Oleh Maisuri Tadjuddin Chalid
Rencana pemerintah mewajibkan calon pengantin mulai tahun depan punya “sertifikat layak nikah” menuai pro-kontra sejak pertama kali dicetuskan oleh Menteri Koordinator Bidang Pembangunan Manusia dan Kebudayaan (PMK) Muhadjir Effendy November lalu.
Sebagian pihak menganggap persyaratan kursus pranikah selama tiga bulan yang harus dilalui setiap pasangan hanya akan mempersulit proses administratif di Kantor Urusan Agama.

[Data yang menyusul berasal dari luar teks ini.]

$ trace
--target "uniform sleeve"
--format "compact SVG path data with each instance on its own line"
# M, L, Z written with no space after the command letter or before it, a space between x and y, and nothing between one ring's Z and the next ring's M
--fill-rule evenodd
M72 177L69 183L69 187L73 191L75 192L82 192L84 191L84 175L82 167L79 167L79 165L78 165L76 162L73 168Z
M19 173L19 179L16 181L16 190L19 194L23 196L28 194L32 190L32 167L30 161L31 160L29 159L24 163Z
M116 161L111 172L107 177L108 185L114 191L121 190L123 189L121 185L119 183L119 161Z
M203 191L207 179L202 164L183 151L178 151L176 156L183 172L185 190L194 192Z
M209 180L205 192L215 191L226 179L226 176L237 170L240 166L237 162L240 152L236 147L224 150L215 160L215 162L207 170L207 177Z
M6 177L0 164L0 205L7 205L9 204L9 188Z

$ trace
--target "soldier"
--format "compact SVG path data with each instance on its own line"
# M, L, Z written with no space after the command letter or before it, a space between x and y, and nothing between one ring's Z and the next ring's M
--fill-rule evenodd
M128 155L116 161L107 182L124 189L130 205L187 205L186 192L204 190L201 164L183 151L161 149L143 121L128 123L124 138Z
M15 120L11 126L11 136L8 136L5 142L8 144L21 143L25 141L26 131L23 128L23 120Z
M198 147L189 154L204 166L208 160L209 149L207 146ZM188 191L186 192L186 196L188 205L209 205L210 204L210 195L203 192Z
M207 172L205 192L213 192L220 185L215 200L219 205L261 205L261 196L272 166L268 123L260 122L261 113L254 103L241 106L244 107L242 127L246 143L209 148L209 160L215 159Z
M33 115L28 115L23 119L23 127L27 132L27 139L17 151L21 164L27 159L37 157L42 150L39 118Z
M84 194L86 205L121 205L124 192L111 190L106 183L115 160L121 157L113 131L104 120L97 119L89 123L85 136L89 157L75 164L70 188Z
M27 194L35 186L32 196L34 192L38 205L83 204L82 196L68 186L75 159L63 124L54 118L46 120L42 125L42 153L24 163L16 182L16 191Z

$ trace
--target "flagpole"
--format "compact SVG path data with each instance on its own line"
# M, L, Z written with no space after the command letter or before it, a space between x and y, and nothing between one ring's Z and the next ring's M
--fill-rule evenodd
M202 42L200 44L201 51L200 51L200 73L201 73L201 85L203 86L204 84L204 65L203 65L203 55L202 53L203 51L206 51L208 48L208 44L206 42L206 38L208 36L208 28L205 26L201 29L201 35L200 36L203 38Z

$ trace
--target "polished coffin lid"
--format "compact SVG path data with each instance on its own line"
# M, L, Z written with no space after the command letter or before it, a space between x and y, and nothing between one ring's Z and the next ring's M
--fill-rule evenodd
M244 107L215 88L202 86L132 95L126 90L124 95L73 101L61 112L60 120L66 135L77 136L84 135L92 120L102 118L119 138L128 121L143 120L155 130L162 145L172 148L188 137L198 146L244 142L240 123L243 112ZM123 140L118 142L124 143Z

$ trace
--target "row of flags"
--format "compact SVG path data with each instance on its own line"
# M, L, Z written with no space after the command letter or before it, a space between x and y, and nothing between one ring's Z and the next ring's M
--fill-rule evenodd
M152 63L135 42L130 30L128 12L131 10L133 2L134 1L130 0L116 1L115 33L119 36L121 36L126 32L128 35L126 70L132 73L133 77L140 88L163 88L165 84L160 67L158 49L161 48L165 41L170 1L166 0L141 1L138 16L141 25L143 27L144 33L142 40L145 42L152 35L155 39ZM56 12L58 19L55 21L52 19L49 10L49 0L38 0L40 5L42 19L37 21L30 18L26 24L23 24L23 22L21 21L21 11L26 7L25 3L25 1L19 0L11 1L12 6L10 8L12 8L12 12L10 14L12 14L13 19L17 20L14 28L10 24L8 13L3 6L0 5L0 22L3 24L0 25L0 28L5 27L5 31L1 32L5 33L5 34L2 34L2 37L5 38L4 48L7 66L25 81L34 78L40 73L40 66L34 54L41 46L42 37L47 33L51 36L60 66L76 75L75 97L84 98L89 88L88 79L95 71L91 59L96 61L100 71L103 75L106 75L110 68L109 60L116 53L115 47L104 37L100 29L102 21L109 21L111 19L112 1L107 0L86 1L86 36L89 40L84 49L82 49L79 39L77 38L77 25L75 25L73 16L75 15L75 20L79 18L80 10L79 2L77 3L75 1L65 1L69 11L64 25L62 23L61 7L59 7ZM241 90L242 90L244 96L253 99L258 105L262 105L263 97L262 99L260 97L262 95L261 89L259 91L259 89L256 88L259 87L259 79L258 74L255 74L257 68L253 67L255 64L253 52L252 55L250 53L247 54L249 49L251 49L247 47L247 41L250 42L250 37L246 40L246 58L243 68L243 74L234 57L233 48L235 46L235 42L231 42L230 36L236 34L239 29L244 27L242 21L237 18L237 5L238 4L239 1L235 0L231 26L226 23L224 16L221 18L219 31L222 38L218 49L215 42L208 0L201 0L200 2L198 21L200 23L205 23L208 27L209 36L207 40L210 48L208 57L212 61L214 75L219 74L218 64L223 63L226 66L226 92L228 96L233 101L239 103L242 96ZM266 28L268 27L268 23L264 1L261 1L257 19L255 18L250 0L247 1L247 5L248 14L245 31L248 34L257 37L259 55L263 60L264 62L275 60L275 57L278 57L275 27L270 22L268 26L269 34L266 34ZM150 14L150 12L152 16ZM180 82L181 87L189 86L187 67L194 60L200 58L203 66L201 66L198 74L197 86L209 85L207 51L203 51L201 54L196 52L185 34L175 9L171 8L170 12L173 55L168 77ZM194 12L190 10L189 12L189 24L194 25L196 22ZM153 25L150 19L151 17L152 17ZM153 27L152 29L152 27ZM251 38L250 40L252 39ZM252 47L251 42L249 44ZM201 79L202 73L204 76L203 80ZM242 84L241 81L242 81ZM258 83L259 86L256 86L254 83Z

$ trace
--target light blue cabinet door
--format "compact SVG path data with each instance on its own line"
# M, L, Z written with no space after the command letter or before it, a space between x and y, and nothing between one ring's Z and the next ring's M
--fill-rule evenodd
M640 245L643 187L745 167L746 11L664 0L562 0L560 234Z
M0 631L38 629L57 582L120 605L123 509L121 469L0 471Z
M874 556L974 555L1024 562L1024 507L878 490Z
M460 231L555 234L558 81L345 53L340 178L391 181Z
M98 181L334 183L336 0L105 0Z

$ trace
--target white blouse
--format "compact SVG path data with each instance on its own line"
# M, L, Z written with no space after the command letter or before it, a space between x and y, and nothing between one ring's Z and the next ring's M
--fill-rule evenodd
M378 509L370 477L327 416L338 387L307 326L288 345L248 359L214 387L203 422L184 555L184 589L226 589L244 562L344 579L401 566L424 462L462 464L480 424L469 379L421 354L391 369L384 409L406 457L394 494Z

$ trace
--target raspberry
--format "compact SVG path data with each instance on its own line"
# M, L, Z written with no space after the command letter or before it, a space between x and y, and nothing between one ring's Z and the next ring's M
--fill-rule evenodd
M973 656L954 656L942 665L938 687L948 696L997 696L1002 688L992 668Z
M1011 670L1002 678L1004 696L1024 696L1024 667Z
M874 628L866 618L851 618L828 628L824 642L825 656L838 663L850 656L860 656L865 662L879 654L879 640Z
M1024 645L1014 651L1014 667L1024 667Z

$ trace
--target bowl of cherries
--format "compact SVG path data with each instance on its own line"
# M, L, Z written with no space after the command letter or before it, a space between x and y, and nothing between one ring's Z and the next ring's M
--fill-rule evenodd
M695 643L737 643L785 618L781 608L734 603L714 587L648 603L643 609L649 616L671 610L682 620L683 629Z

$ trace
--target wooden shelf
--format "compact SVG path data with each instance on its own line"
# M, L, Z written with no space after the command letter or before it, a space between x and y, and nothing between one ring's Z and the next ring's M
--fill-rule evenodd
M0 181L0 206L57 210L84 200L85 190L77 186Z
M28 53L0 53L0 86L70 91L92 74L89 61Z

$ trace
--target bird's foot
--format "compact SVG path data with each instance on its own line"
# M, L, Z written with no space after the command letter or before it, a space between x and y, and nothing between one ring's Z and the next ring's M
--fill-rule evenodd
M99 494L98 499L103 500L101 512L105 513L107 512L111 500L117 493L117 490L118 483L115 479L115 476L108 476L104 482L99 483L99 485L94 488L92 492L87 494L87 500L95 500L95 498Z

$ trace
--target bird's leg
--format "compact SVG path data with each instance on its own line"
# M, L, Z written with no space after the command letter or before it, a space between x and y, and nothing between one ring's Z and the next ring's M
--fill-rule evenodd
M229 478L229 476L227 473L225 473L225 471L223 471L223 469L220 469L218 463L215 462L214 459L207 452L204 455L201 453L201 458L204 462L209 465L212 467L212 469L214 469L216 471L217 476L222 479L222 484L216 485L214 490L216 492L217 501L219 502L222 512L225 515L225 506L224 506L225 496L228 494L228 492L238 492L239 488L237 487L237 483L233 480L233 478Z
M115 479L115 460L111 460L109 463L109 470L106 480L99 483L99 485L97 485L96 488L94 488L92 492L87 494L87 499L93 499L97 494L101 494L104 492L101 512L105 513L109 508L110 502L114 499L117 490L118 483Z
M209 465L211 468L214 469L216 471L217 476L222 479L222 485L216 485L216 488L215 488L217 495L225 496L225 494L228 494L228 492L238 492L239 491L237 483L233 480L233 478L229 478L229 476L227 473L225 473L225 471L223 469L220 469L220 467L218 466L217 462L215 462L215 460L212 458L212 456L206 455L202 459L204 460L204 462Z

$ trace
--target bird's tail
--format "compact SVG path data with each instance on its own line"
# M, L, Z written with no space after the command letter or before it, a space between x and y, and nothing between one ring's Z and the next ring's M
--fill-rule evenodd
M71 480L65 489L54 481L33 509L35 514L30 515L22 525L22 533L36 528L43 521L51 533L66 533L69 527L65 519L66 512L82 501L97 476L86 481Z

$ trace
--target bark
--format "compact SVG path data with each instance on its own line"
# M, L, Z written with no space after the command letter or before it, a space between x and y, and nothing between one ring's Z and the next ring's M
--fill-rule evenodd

Padahal, edukasi pranikah ini menjadi salah satu upaya pemerintah di bagian hulu untuk mengatasi berbagai masalah kesehatan yang masih menjadi beban berat Indonesia.
Tingginya angka kematian ibu dan bayi baru lahir, stunting (balita pendek), anemia pada ibu hamil, kehamilan berisiko, dan tingginya laju pertumbuhan penduduk merupakan masalah yang muncul dari perkawinan yang tidak dipersiapkan dengan baik.
Laporan Organisasi Kesehatan Dunia (WHO) pada 2012 menyatakan kehamilan yang tidak direncanakan terjadi pada empat dari 10 perempuan. Keadaan ini menyebabkan 40% kehamilan akan mengalami keterlambatan untuk mendapatkan intervensi kesehatan.
Diperlukan upaya-upaya di hulu untuk membekali calon ibu dan pasangannya meningkatkan kondisi kesehatan mereka.
Namun kebiasaan masyarakat kita, belum lazim dijumpai pasangan yang merencanakan kehamilan dengan inisiatif sendiri mendatangi pelayanan konseling persiapan prakehamilan. Biasanya mereka mendatangi fasilitas kesehatan setelah terjadi kehamilan, atau bahkan setelah terjadi komplikasi.
Sehingga pendekatan di hulu perlu dilakukan, yakni edukasi dan konseling sebelum pernikahan.
Sebenarnya, kursus pranikah bukan hal baru. Direktorat Jenderal Bimbingan Masyarakat Islam Kementerian Agama sejak 2013 telah mengeluarkan Peraturan Penyelenggaraan Kursus Pranikah.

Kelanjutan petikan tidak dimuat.